Industry Research : Call Centres Make Gains from India’s Weaknesses
South African entrepreneurs are taking advantage of the gulf left by weak and failing call centres in India, according to Cape Town-based Full Circle SA.
Full Circle claims its business process outsourcing model could create up to 30000 jobs over the next five years.
"It is fairly well documented that outsourced call centres to India are on the wane as cultural or language … barriers often translate into eroded brand equity as the customer service element falls down," spokeswoman Rachel Irvine said yesterday.
The Department of Trade and Industry has earmarked business process outsourcing as a source of entry-level work opportunities, with the potential to create 100000 jobs and contribute up to R1bn to SA’s gross domestic product.
In its industrial policy action plan document, the department said that in 2004 the global business process outsourcing industry was forecast to grow at 50% a year over five years, resulting in growth of between $50bn and $60bn. This presented a window of opportunity for SA to realise significant value by developing this sector of the economy.
The government’s new National Development Plan aims to create 11- million jobs by 2030, many of them expected from small businesses.
Alexander Overtoom, a founder of The Hub, which provides internet access and office space to entrepreneurs in the social housing field, told a meeting to mark global entrepreneur week in Johannesburg on Tuesday that they often found tenders went to big businesses.
"There is much red tape for entrepreneurs. It is not easy to get bank loans and support if your idea does not fall within industries that investors are comfortable with in SA. The Hub looks at unconventional ideas," he said.
Full Circle believed it had got around the red tape, Ms Irvine said. It had created a "model office" concept which let international companies test whether they liked the idea. She said Bloomberg and Amazon had implemented the model and had recognised that outsourcing call centres to India was not as effective as had been first believed.

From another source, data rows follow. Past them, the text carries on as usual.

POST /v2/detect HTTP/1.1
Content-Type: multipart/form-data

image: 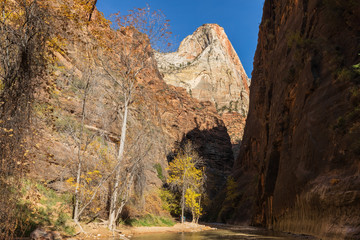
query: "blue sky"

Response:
[97,0,264,77]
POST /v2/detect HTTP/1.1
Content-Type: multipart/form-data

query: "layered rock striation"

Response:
[155,24,250,116]
[30,13,234,216]
[231,0,360,239]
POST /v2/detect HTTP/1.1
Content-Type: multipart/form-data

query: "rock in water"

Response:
[30,228,62,240]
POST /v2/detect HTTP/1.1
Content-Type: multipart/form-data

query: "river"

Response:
[131,226,316,240]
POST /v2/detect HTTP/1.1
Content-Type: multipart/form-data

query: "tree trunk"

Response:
[181,184,185,223]
[73,159,81,223]
[109,100,129,230]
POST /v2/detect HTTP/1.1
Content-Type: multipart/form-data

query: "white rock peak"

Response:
[155,24,250,116]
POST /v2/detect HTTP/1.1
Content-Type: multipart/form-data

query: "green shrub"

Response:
[129,214,175,227]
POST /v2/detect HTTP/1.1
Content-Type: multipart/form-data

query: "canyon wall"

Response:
[155,24,250,152]
[232,0,360,239]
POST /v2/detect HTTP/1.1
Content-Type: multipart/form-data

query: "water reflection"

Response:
[132,227,314,240]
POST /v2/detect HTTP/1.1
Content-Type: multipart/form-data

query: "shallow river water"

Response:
[131,226,315,240]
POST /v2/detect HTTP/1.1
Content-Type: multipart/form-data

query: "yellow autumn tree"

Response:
[167,142,204,223]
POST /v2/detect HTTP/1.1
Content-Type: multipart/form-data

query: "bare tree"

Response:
[100,29,151,230]
[0,0,50,236]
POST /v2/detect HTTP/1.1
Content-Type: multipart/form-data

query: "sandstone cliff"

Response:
[155,24,250,145]
[30,9,233,219]
[232,0,360,239]
[155,24,250,115]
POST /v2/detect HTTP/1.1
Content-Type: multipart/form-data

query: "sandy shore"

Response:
[121,223,215,235]
[69,223,216,240]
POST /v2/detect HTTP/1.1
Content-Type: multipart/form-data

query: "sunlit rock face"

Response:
[156,24,250,116]
[229,0,360,239]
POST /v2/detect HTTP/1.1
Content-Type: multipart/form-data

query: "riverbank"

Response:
[68,222,216,240]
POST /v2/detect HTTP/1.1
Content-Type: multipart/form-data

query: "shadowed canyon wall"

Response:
[155,24,250,156]
[29,12,234,220]
[232,0,360,239]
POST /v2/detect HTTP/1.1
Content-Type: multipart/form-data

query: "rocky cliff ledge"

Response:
[228,0,360,239]
[155,24,250,146]
[156,24,250,115]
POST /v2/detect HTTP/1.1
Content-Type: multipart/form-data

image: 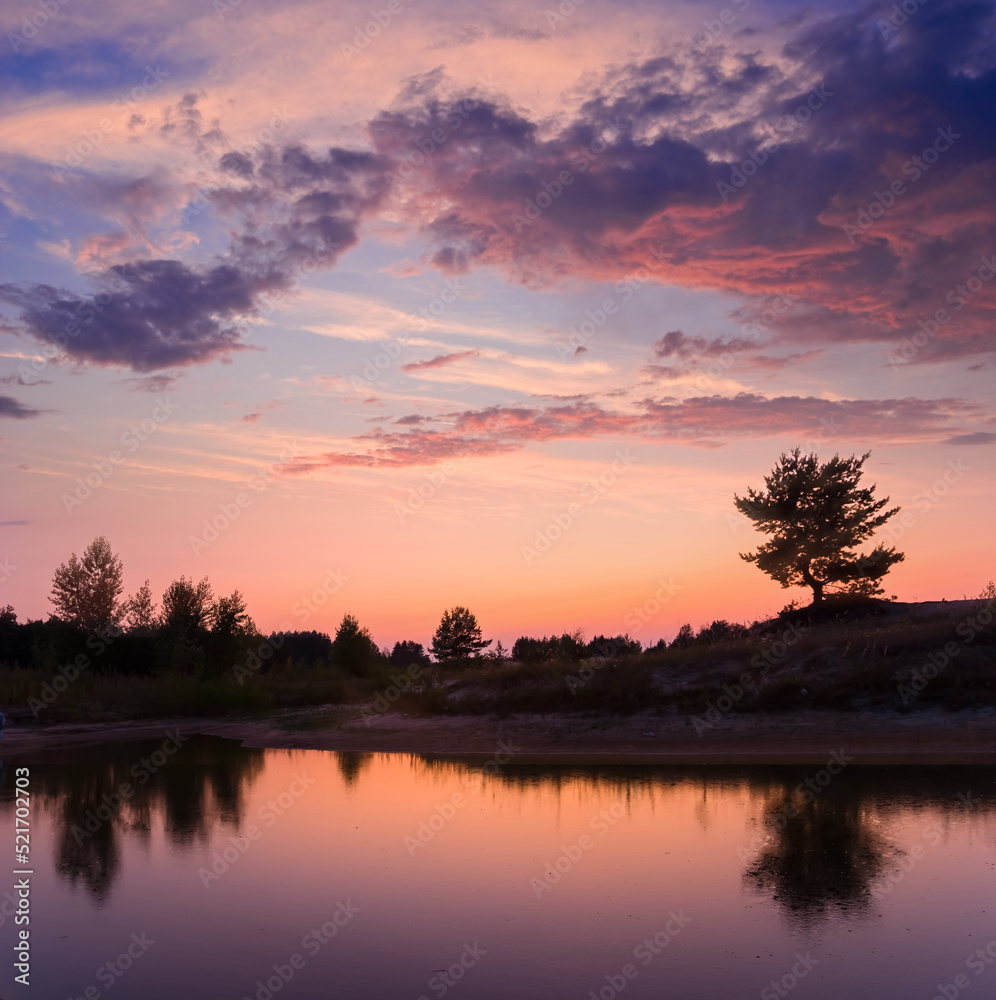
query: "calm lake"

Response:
[0,733,996,1000]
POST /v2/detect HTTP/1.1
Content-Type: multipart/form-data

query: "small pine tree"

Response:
[432,606,492,662]
[332,614,379,677]
[121,580,156,632]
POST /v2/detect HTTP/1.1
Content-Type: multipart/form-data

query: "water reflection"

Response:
[3,737,264,905]
[744,785,891,923]
[0,737,996,1000]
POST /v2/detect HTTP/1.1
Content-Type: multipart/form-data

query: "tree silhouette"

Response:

In the current economic climate, large corporations in the UK, Europe and US wanted to outsource call centres to cheaper labour centres but were wary of repeating large capital expenditure "unless the fit is right", she said.
While conceding that the business process outsourcing industry had created about 10000 jobs in SA, South African Chamber of Commerce and Industry CEO Neren Rau said labour costs were too high for the country to be competitive.
"We missed the call centre boom and we are also left with labour laws which are very restrictive. New amendments want to limit temporary labour, but call centres often use temporary labour," he said.